Rambachan, kini berusia 22 tahun, bergabung dengan organisasi mahasiswa, program kehormatan, dan tim robotika; menjadi duta UT-Arlington, meningkatkan kesadaran tentang program kampus dan mempromosikan sekolah; dan bahkan bergerak untuk menghidupkan kembali klub lama – Mahasiswa Eksplorasi dan Pengembangan Luar Angkasa – di mana ia menjabat sebagai presiden dan telah mendorong sekitar 250 orang lainnya untuk bergabung.
Klub memungkinkan dia untuk berjejaring dan terhubung dengan orang-orang, beristirahat dari tugas kelas, tidak merasa sendirian, dan berteman di kampus.
Ketika dia tiba di Texas untuk semester musim gugur tahun 2021, Rambachan membereskan urusannya di kampus dan berhubungan dengan seorang teman yang dia temui secara virtual melalui organisasi siswa untuk berkeliling sekolah.
“Saya punya beberapa teman luar biasa yang saya temui di sini dan sangat mendukung saya,” katanya, seraya menambahkan bahwa koneksi tersebut membantunya menyesuaikan diri dengan kehidupan di negara baru.

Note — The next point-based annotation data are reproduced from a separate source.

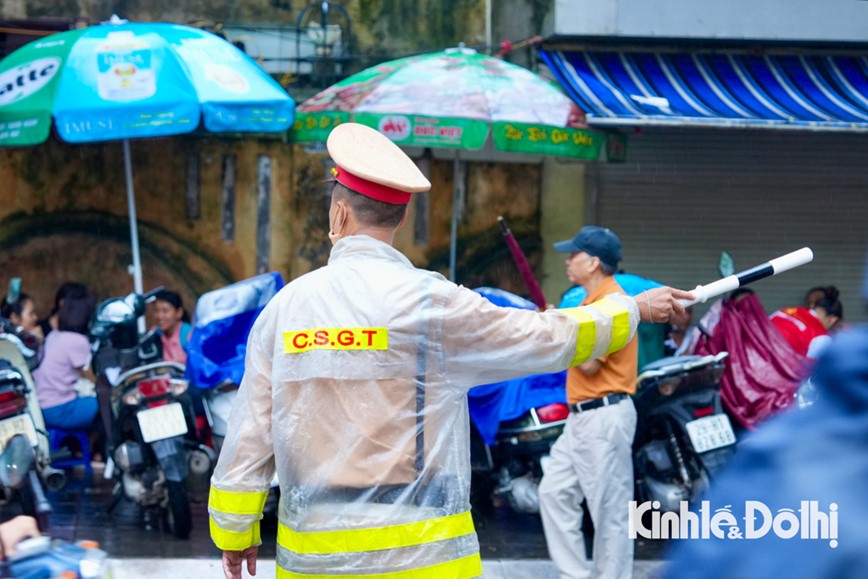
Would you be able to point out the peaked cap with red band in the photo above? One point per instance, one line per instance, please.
(372, 165)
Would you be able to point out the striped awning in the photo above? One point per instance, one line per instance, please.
(815, 92)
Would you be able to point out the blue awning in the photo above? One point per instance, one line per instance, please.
(818, 92)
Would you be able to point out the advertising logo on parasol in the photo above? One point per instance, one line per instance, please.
(25, 79)
(396, 128)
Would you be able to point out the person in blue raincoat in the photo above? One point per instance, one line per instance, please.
(797, 486)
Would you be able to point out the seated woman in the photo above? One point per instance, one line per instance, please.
(173, 326)
(66, 359)
(22, 313)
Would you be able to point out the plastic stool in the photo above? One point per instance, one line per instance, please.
(56, 438)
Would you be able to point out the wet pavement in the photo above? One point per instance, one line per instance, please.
(80, 512)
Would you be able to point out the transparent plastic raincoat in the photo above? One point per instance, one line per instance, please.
(355, 391)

Perguruan tinggi terus berfokus pada komunikasi yang terus-menerus dan jelas dengan mahasiswa tersebut—yang menganggap satu tanda dukungan dapat membawa perubahan besar—untuk memastikan mereka memahami proses belajar di luar negeri yang membingungkan selama pandemi global di mana kebijakan dan pembatasan berubah dengan cepat.

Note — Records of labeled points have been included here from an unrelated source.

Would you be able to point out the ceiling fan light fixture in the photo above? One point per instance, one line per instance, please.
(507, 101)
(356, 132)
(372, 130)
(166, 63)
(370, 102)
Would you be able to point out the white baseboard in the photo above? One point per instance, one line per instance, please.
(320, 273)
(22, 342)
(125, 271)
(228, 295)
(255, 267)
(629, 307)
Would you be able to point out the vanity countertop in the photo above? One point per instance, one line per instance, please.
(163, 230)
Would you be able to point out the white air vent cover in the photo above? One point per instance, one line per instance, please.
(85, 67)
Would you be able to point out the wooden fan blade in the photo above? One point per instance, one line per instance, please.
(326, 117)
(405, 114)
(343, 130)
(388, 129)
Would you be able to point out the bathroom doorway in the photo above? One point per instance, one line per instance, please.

“Ini adalah sesuatu yang harus kita hadapi, pelajari darinya dan bersabar sampai populasi tersebut kembali ke kampus kita,” kata Sukant Misra, wakil rektor Texas Tech untuk urusan internasional.

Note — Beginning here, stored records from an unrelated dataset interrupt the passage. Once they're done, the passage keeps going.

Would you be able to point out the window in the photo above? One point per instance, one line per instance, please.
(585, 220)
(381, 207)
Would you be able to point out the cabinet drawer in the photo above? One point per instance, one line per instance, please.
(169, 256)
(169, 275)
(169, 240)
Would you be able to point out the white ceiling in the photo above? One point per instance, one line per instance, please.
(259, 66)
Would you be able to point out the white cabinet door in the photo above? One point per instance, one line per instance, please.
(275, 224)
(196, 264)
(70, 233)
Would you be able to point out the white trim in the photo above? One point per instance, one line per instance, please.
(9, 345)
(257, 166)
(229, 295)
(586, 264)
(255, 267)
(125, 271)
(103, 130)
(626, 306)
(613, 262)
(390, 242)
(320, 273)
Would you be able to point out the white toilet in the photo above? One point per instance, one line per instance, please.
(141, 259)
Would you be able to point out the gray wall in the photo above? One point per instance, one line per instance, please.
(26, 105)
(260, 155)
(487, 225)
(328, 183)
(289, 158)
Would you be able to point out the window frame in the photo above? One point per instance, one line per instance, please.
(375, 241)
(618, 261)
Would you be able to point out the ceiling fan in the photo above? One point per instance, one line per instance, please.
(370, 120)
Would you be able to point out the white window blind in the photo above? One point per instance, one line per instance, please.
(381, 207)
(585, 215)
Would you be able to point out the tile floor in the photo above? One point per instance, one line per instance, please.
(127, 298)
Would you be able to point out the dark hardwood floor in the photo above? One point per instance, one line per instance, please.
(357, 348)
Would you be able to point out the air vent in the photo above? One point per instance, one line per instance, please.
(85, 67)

Sementara itu, siswa seperti Wu menemukan cara untuk mengatasinya karena mereka tinggal jauh dari keluarga.
Dia mengundang siswa internasional dan lokal lainnya untuk berbagi resep yang diajarkan kakeknya – seperti pangsit dengan isian daging babi dan daun bawang atau sup edamame – dan menyiapkan hidangan tradisional yang dibuat untuk merayakan hari raya dan festival.
“Belajar di luar negeri sungguh menyenangkan, dan bisa sangat menantang, namun juga sangat bermanfaat,” kata Wu. “Hidupku di sini jelas tidak mudah, tapi aku tidak akan menukarnya dengan hal lain.”
Lab Pendidikan DMN memperdalam liputan dan perbincangan tentang isu-isu pendidikan mendesak yang penting bagi masa depan Texas Utara.
Lab Pendidikan DMN adalah inisiatif jurnalisme yang didanai komunitas, dengan dukungan dari The Beck Group, Bobby dan Lottye Lyle, Community Foundation of Texas, The Dallas Foundation, Dallas Regional Chamber, Deedie Rose, Garrett dan Cecilia Boone, The Meadows Foundation, Solutions Jaringan Jurnalisme, Southern Methodist University, Todd A. Williams Family Foundation dan University of Texas di Dallas. Dallas Morning News memegang kendali editorial penuh atas jurnalisme Lab Pendidikan.